Si pensa che sia una delle più accurate ricostruzioni di un tempio dorico esistenti in tutta l'Europa. |
La maestosa villa a tre piani di stile georgiano
risale, nel suo aspetto attuale, al 19º secolo. Le sue stanze hanno ospitato, nel corso degli anni, politici
influenti, industriali ed illustri gentiluomini. Una delle stanze più affascinanti è la biblioteca,
con il soffitto in stucco realizzato dal Vassalli; è una stanza delle illusioni, con una serie di specchi,
posizionati in modo tale da dare l'illusione di essere una vasta biblioteca, e i suoi passaggi segreti nascosti tra
gli scaffali. Il sontuoso salotto e le camere da letto, che una volta erano occupate dalla principessa Vittoria dalla
figlia, la duchessa di Kent, offrono una spettacolare vista sui variopinti giardini terrazzati. Particolarmente
interessante è anche il salone Anson e la stanza adiacente, che contengono molti cimeli di famiglia, tra cui
il meraviglioso servizio di porcellane cinesi del 18º secolo, che George Anson portò con sé al
ritorno dal suo viaggio di circumnavigazione del globo, ed un modello in scala della HMS Centurion, la nave dell'ammiraglio
Anson. |
[1] In Italia, il libro è stato pubblicato dalla Mondadori, con il titolo "Il Santo Graal". Una recensione di questo saggio si trova in questo sito, nella pagina della bibliografia dedicata alle fonti ispiratrici.
[2] Di fatto, gli illustri crittologi di Bletchey Park arrivarono in Shugborough Hill nel 2004, e cominciarono a passare al setaccio quanti più archivi storici che poterono, alla ricerca di indizi. Dopo circa sei mesi di intense ricerche e di tentativi di decifrazione, essi rivelarono i risultati delle loro scoperte nel corso di uno speciale televisivo realizzato dalla emittente inglese BBC. Le loro opinioni furono, sorprendentemente, discordi.
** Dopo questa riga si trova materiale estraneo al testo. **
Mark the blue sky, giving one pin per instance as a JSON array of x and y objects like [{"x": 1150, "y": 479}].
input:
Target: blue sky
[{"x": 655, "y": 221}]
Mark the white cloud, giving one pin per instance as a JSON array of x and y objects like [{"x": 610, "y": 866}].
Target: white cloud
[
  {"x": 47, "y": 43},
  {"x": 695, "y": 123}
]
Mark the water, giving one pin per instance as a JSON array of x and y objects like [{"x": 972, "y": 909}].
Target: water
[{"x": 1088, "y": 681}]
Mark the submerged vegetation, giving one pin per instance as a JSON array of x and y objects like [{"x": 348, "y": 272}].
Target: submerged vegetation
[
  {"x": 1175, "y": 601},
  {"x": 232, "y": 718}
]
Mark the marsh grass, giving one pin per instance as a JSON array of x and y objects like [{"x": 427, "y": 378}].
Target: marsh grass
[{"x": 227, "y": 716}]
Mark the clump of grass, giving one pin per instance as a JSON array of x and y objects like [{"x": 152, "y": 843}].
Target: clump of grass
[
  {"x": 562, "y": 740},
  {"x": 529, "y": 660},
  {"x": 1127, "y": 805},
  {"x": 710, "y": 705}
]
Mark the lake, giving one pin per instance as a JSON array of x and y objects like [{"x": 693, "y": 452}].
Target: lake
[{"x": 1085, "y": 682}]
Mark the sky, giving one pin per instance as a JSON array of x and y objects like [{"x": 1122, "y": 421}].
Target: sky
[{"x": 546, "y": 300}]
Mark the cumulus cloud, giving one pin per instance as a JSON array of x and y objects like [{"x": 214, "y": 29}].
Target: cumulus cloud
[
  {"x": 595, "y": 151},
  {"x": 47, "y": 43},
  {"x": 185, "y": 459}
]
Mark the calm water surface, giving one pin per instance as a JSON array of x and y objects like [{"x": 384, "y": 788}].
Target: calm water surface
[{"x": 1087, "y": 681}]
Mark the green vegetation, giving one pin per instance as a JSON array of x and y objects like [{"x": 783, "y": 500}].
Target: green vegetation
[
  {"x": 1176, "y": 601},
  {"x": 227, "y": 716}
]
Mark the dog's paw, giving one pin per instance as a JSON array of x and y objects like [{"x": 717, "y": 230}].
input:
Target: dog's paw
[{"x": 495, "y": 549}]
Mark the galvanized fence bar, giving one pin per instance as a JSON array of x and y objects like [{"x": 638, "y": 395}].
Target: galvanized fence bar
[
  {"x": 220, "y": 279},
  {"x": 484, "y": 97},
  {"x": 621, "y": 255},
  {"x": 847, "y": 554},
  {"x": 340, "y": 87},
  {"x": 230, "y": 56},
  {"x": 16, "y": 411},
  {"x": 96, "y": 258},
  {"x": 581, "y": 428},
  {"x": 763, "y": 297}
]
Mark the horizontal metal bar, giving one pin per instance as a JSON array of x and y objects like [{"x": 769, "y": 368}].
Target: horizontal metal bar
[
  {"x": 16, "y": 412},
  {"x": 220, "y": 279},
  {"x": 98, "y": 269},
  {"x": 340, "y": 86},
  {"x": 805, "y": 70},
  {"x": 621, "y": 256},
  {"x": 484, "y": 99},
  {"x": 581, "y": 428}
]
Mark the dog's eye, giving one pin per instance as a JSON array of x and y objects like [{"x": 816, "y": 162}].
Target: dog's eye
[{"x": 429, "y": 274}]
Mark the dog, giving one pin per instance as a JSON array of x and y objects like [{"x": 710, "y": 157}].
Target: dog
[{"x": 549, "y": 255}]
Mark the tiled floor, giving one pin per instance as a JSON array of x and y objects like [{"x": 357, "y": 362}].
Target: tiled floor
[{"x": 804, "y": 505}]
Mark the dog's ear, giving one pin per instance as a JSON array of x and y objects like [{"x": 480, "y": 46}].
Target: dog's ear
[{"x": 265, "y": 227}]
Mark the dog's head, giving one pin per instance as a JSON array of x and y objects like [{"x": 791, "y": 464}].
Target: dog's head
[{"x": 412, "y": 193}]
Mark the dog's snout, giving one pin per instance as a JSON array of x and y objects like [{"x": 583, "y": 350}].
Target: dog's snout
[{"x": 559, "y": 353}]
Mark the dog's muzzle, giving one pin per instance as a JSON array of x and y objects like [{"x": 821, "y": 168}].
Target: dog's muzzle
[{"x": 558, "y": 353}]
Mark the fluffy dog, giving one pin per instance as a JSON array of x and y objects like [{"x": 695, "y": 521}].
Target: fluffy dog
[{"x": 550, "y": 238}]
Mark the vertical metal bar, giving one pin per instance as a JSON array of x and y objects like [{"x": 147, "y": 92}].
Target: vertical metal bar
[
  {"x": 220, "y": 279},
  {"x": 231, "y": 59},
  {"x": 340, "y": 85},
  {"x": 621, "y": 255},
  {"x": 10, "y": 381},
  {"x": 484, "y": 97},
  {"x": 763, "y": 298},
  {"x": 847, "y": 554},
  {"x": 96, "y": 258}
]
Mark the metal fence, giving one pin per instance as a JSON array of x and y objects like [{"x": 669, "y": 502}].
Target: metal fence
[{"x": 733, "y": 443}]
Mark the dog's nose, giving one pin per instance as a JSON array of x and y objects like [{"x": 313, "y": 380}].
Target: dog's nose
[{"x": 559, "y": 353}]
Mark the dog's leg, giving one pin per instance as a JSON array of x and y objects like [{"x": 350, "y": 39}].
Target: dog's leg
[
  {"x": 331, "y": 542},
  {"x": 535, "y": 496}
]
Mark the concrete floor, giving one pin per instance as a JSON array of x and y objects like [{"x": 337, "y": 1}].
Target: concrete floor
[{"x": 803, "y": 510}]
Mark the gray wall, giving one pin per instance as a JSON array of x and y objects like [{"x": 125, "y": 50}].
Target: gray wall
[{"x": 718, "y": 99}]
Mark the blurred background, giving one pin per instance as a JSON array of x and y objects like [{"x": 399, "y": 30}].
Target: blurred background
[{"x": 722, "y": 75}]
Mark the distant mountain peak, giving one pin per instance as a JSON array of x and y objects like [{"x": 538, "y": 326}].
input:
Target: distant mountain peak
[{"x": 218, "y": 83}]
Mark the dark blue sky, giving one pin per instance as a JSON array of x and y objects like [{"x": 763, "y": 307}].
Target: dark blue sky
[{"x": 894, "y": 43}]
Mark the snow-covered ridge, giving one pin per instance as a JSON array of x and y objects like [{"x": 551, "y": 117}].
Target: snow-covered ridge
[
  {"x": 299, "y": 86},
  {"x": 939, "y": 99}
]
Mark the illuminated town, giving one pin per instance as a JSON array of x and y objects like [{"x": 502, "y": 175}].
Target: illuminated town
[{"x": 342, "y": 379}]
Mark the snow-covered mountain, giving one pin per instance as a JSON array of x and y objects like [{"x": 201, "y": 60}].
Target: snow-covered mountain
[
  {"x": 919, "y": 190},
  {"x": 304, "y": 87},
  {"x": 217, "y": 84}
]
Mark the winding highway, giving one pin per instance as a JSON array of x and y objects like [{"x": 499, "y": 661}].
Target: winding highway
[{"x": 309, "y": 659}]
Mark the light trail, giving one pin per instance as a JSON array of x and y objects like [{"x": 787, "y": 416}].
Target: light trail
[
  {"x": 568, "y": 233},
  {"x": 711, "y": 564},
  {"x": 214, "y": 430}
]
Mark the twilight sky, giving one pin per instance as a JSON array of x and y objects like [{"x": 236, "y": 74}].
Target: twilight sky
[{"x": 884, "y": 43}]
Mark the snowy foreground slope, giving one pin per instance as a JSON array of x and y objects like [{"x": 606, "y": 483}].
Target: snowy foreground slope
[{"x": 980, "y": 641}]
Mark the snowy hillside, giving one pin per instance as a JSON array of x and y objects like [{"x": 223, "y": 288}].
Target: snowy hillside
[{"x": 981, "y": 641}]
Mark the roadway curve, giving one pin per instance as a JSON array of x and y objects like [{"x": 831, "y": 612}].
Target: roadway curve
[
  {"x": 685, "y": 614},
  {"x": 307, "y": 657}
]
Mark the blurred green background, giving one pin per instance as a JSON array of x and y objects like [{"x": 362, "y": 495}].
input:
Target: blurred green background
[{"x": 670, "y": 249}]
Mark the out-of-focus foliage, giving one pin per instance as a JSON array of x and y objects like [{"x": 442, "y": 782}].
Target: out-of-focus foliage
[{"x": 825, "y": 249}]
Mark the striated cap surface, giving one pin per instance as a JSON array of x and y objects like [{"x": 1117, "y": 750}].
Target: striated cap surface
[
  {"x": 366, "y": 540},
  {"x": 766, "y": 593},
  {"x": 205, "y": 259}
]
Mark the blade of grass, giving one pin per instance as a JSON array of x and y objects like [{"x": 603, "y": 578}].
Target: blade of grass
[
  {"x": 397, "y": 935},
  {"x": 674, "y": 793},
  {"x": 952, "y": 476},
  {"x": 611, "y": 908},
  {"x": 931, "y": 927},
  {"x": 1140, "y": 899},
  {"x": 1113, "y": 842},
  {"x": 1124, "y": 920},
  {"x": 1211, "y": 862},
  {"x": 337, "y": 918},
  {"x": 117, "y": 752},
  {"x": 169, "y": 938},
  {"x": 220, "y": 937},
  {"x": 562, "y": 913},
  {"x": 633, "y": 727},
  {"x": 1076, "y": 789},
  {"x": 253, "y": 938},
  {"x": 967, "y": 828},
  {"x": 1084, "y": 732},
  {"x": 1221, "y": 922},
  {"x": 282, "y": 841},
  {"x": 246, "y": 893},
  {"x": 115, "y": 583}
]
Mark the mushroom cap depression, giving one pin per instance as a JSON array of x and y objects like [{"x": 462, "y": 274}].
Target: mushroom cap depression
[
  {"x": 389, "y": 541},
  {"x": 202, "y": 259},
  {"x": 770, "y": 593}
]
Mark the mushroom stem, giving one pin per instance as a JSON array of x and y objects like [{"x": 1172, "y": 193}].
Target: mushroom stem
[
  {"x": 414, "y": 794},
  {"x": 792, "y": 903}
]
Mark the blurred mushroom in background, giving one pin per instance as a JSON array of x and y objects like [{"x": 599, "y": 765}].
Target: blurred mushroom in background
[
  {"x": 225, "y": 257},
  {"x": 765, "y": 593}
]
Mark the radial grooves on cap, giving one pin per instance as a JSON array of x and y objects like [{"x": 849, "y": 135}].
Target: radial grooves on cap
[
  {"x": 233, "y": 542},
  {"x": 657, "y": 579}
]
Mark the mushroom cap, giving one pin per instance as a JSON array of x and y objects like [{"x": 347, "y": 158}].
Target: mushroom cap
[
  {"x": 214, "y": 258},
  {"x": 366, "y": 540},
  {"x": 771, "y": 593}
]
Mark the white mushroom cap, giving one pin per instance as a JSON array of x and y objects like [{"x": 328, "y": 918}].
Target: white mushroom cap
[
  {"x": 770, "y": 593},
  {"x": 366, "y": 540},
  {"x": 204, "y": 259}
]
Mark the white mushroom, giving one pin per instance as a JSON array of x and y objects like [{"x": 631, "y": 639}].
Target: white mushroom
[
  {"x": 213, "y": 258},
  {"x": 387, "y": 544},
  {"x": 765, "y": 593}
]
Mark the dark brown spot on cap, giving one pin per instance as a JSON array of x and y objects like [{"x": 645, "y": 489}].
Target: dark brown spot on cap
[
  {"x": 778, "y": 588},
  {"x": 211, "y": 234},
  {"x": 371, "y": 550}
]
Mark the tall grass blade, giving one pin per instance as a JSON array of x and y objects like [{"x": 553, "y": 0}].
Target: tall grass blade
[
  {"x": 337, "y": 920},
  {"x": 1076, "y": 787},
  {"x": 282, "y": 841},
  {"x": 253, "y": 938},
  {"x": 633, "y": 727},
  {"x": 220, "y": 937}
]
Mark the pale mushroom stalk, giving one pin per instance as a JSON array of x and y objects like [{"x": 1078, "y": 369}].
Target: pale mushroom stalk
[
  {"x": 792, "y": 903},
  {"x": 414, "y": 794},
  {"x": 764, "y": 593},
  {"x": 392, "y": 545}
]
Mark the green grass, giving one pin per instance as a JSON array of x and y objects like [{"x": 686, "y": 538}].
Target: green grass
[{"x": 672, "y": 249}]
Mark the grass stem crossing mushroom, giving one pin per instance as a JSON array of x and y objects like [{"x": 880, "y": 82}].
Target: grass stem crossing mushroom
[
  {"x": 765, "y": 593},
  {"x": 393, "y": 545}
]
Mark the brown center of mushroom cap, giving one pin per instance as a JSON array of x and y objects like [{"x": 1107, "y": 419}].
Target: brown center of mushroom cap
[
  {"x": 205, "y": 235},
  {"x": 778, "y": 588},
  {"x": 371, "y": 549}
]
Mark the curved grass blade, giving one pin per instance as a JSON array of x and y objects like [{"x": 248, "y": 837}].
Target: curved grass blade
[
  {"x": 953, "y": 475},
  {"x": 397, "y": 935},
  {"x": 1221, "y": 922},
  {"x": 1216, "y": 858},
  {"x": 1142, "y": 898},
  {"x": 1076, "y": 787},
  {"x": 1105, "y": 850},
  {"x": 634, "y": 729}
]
Sheila Lawn, veterana criptoanalista della Seconda Guerra Mondiale, era del parere che il codice fosse in realtà un messaggio d'amore, acronimo di una frase in latino. Suo marito Oliver, invece, riteneva che dietro la frase si potesse una soluzione di carattere più mistico, legata ai Cavalieri Templari, custodi del Santo Graal. La migliore soluzione fu data però da un altro criptoanalista, rimasto anonimo, il quale propose la seguente soluzione, legata ai Templari: "JESUS H DEFY". La lettera 'H', in questo contesto, deve essere intesa come la lettera greca 'Chi', iniziale di Cristo (Christos, in greco), e deve essere associata, secondo l'analista, all'eresia templare che vedeva Cristo come un comune uomo, e non come Figlio di Dio. Come e perché l'autore sia giunto a questa scoperta, ovviamente, non è stato rivelato. Manca ogni sorta di supporto crittografico. Il tutto fa pensare che in realtà gli esperti di Bletchey Park non sono riusciti a cavare un ragno dal buco, ma dovettero inventare qualcosa pur di non deludere la BBC e i suoi telespettatori...
[3] Il metodo, in pratica, funziona così: supponendo di assegnare un valore numerico a ciascuna lettera, corrispondente alla posizione dell'alfabeto (per cui A = 1, B = 2, … , Z = 26), si sommano i valori corrispondenti a ciascuna coppia. Se il risultato fosse maggiore di 26, si sottrae 26 finché non si riporta il valore ad un numero compreso tra 1 e 26. Ad esempio, per la prima coppia di lettere, si ha: O (15) + E (5) = 20, cioè ‘T', mentre per la seconda si ha: U (21) + F (6) = 27 – 26 = 1, cioè ‘A'. Si potrebbe obiettare che l'alfabeto norvegese moderno conta 29 lettere anziché 26, ma così non era all'epoca in cui il lo Shepherd's Monument venne realizzato.